Under the AFCA Rules, a financial firm must request AFCA’s consent to have a complaint treated as a test case.
AFCA cannot initiate its own test case. One of the factors considered before agreeing to allow a financial firm to treat a complaint as a test case is whether there are important issues of law to be decided.
The financial firm must meet the AFCA requirements, in particular by agreeing to pay the complainants’ legal fees incurred in the test case.
AFCA does not provide any financial or legal support or other resources to the running of a test case.
Once approval is provided, AFCA does not have any direct involvement in the running of the test case or any appeals.
There are now two test cases underway in relevant courts.
Test Case 1 – Quarantine Act
A test case considering the application of a common insurance policy exclusion relating to the repealed Quarantine Act 1908 was heard by the NSW Court of Appeals on 2 October 2020.
The main purpose of the test case was to seek a decision from the court on whether, in policies issued to small businesses containing business interruption cover, references to a quarantinable disease under the Quarantine Act 1908 should be construed as a reference to a listed human disease under the Biosecurity Act 2015.
On 18 November 2020, the NSW Supreme Court of Appeals ruled that Quarantine Act references in policies did not exclude the two claims in the test case. You can read the full judgment here.
The Board of the Insurance Council of Australia applied for special leave from the High Court of Australia to appeal the NSW Court of Appeal decision. AFCA awaits progress on this matter.
AFCA continues to work with regulators, industry and small businesses to resolve financial disputes fairly.
AFCA thanks those involved, notably the insurers and small businesses that took part in the test case.
Test Case 2 – Other exclusions
In line with the AFCA Rules, AFCA received a request for a second test case from a number of insurers in relation to providing guidance on the covering provisions found in many Business Interruption policies.
AFCA agreed that, under its Rules, a second test case could be submitted to a relevant court to consider these issues. On 24 February 2021, insurers lodged this test case in the Federal Court.
The first test case considered whether reference in a policy to a disease declared a quarantinable disease under the Quarantine Act 1908 (now repealed) could the taken as reference to a human infectious disease under the Biosecurity Act 2015. The second test case will provide guidance on so called trigger clauses, including those that relate to the impact of government announcements on small business, closure and the proximity of an outbreak to a small business.
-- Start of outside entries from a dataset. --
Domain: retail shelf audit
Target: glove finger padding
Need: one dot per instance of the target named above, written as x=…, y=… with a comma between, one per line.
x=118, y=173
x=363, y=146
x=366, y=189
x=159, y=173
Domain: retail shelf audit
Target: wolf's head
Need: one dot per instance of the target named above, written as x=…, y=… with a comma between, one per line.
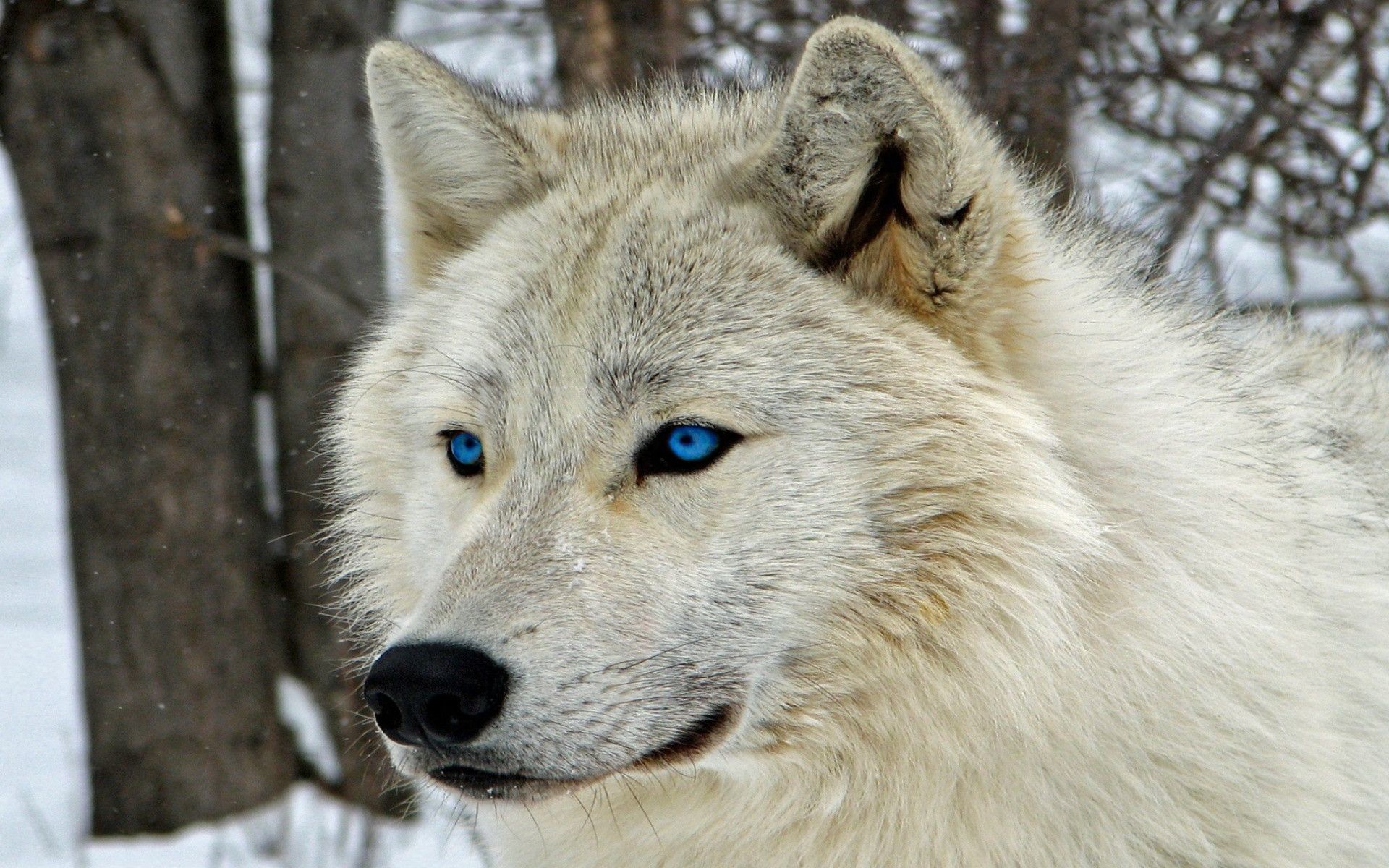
x=692, y=400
Having provided approval for a test case, AFCA does not have any direct involvement in the running of the test case or any appeals. AFCA does not provide any financial or legal support or other resources to the running of the test case.
Complaints with AFCA
AFCA is in direct communication with the relevant complainants and insurers who have complaints with us about business interruption insurance. AFCA will continue to consider business interruption complaints about claims which are unrelated to the test cases.
More information about how we are required to make decisions is available here.
Any questions about the details of the test cases or any appeals are best directed to the named parties to the case.